Предполагалось, что этот ужин должен стать чем-то вроде праздничного пира - в ознаменование ее возвращения домой. Поэтому Розалинде пришлось приветливо улыбаться и изъявлять сердечную благодарность множеству людей рыцарям, ратникам и слугам, занимающим разное положение в иерархии обитателей замка. Но теперь, когда они сидели за столом на возвышении, все признаки празднества улетучились, во всяком случае на ее взгляд. Отец посвятил все свое внимание еде и беседе с сэром Роджером, сидевшим по левую руку от него; тем же занялись - по примеру лорда - управляющий поместьем, имя которого она не сразу запомнила, и сенешаль Седрик. Вскоре вся зала гудела от хриплых громких голосов и стука деревянных кубков, ударяющихся о дощатые столы. Мужчины, составлявшие основную массу едоков, казалось, вообще забыли о ее присутствии; она чувствовала себя заброшенной и одинокой. Даже Клив, который сидел в дальнем конце залы среди других пажей, похоже, не находил ничего плохого в таком беспорядочном застолье. Обводя взглядом шумное общество, Розалинда подумала, что сейчас отдала бы все, лишь бы оказаться подле милой тетушки Гвинн, восседающей во главе стола у себя в Миллуорте.

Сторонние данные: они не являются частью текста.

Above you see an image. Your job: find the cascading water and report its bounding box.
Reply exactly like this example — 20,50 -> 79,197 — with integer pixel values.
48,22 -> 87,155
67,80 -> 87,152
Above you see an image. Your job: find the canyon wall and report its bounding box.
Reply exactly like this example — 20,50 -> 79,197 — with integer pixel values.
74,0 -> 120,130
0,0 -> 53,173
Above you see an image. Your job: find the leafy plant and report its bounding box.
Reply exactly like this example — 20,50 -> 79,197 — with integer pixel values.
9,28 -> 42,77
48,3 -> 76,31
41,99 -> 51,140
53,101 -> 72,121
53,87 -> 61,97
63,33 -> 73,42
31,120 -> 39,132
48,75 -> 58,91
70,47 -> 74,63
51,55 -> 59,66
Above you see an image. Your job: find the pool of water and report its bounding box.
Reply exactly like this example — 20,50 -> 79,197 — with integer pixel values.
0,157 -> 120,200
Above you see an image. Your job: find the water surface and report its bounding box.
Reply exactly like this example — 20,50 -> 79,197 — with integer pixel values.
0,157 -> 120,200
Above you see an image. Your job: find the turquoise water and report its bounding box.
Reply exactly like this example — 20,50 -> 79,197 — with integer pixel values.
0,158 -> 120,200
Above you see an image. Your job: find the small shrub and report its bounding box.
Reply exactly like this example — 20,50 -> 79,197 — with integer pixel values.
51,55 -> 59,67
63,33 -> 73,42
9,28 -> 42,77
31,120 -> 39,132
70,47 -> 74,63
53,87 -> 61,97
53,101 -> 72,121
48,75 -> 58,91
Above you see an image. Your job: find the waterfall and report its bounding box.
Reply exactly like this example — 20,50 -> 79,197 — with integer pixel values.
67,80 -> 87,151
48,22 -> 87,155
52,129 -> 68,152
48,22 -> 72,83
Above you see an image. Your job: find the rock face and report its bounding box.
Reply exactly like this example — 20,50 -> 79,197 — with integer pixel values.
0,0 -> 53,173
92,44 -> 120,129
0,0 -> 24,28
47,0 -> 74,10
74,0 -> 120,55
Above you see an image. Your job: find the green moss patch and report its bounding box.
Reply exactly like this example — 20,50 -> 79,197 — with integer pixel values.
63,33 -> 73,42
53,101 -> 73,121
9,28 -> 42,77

Она опустила взгляд на кусок горелого жаркого и еще острее ощутила тоску по Миллуорту. Там люди не набрасываются на еду, подобно свиньям у кормушки. Там каждая трапеза - это достойный ритуал, который свершается при участии вышколенных слуг и сопровождается спокойной музыкой. Беседы в Миллуорте учтивы и ведутся вполголоса. А здесь! Ругательства, нечестивая божба - хоть уши затыкай. Похоже, тут вообще забыли о правилах приличия. Она раздраженно покосилась на отца. Если хозяин замка не печется о благопристойности, чего же можно ждать от других?
Ее это задевало.
Тетушка Гвинн являла собой образец хозяйки замка, и, быть может, из всех уроков, преподанных Розалинде в Миллуорте, этот оказался самым важным.

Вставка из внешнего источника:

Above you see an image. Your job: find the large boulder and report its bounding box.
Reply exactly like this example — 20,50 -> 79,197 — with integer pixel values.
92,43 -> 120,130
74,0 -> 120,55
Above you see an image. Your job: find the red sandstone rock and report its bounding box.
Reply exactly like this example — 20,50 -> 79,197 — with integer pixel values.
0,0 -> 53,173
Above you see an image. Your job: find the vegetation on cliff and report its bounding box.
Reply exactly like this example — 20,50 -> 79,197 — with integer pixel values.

Глаза у Розалинды загорелись, и с пробудившимся интересом она еще раз осмотрелась по сторонам.
Как и на лестнице, добрая четверть настенных светильников не горела их нужно было заправить. Стены покрыты копотью, грязью и паутиной. Стебли тростника, которыми был присыпан пол, уже давно отслужили свой срок и превратились чуть ли не в труху, где привольно жилось насекомым и каким-то мелким тварям.